Development and Validation of a Specific Stability Indicating High Performance Liquid Chromatographic Methods for Related Compounds and Assay of Solifenacin Succinate

1Department of Chemistry, Acharya Nagarjuna University, Nagarjunanagar, Guntur 522210, Andhra Pradesh, India
2Hetero Drugs Limited, Balanagar, Hyderabad 500018, Andhra Pradesh, India

Received 12 June 2012; Accepted 18 October 2012

Academic Editor: Ahmet Kilic

Copyright © 2013 B. V. Rami Reddy et al. This is an open access article distributed under the Creative Commons Attribution License, which permits unrestricted use, distribution, and reproduction in any medium, provided the original work is properly cited.

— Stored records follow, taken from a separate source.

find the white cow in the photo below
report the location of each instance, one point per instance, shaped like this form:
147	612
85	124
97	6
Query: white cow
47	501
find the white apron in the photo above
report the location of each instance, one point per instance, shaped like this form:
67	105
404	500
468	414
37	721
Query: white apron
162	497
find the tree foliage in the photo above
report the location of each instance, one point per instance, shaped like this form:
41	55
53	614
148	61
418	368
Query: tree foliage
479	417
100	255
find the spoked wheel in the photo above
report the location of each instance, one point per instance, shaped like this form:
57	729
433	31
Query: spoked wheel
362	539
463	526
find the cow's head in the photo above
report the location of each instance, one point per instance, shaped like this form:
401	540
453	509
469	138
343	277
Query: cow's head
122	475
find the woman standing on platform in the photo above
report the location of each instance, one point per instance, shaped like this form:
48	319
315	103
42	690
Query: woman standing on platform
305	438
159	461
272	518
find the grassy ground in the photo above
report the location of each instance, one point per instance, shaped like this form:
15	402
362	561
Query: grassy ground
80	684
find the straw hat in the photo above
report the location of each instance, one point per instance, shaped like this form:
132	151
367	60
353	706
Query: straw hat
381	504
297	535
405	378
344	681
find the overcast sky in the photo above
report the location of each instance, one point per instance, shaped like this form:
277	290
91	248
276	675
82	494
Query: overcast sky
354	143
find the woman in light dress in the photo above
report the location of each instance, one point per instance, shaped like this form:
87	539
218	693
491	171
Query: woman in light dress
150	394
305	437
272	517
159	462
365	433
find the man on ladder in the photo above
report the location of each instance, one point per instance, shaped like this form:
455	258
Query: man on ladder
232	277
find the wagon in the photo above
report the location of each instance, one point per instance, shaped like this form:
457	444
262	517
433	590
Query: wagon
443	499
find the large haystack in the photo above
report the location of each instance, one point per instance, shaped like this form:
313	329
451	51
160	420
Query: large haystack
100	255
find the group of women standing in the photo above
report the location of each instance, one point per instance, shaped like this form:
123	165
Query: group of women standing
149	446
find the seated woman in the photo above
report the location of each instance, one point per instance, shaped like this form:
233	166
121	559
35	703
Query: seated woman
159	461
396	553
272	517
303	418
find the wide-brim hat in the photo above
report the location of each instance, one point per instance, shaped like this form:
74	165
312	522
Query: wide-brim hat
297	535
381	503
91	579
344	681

Gradient, reverse phase liquid chromatographic methods were developed separately for the related compounds and solifenacin succinate, an active pharmaceutical ingredient used for the treatment of overactive bladder. Gradient LC method was employed for related compounds. The mobile phase-A contains a 0.01 M phosphate buffer pH: with orthophosphoric acid (88%) and mobile phase-B contains a mixture of acetonitrile and water in the ratio of 90 : 10(v/v). The flow rate was 1.0 mL/minute, column temperature was kept at 35°C, and detection was monitored at 220 nm. In the developed HPLC method the resolution between solifenacin succinate and its closely eluting impurity, that is, solifenacin N-oxide was found to be greater than 3.0. The drug was subjected to stress conditions such as hydrolysis, oxidation, photolysis, and thermal degradation. Considerable degradation was found to occur in only oxidative stress condition. Degradation product formed during oxidative stress condition was found to be impurity-C and it can be identified by LC-MS. The stress samples were assayed against a qualified reference standard and the mass balance was found close to 99.5%. The developed RP-LC method was validated as per ICH guidelines. We also developed LC-MS/MS method for determination and identification of these impurities in solifenacin succinate.